Feedly is Now Hijacking Shared Links And Cutting Out Original Publishers - mwilcox
http://www.the-digital-reader.com/2013/12/07/feedlys-sharing-options-now-direct-shared-articles-servers-cuts-original-publishers

======
conesus
On [http://newsblur.com](http://newsblur.com) users have two options for
sharing links. They can either use a Send To feature, which uses the story's
original URL, and hook it up to any number of third party services like
Twitter, Facebook, Evernote, Tumblr, Instapaper, etc.

Or they can share to their blurblog, which is a shared stories blog. When
users share links to their blurblog, the tweeted link goes to the user's
blurblog, like so: [http://samuel.newsblur.com/story/family-
feuds/4e65d5](http://samuel.newsblur.com/story/family-feuds/4e65d5). It
includes their commentary and offers a place to reply to the user.
Alternatively, you can turn on a setting that takes you directly to the story.

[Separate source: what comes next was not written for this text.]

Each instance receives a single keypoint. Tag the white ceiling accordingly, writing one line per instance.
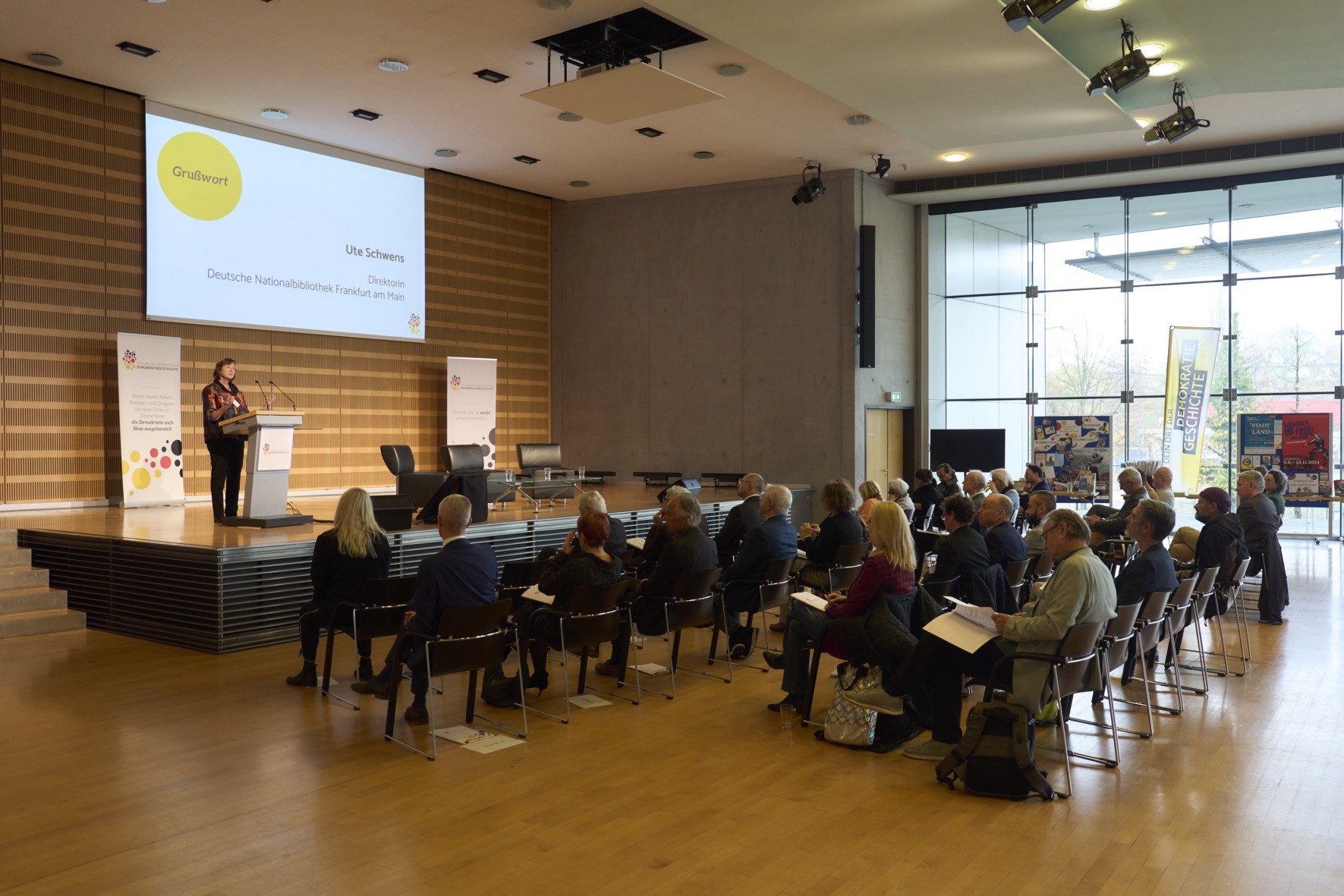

I think Feedly's intention here isn't what's best for users, since you don't
have the option to comment on the story and have people reply to you, which
would necessitate its own page. This is more of the Send To feature described
above, and I think it's part of their drive to find additional revenue where
there isn't much.

RSS is not a growing market and I think only independent developers with small
costs will end up alive in a few years. Feedly will either have to evolve and
find a bigger market, or pare down the cost of hosting the majority of Google
Reader expats. And that doesn't square well with taking investment.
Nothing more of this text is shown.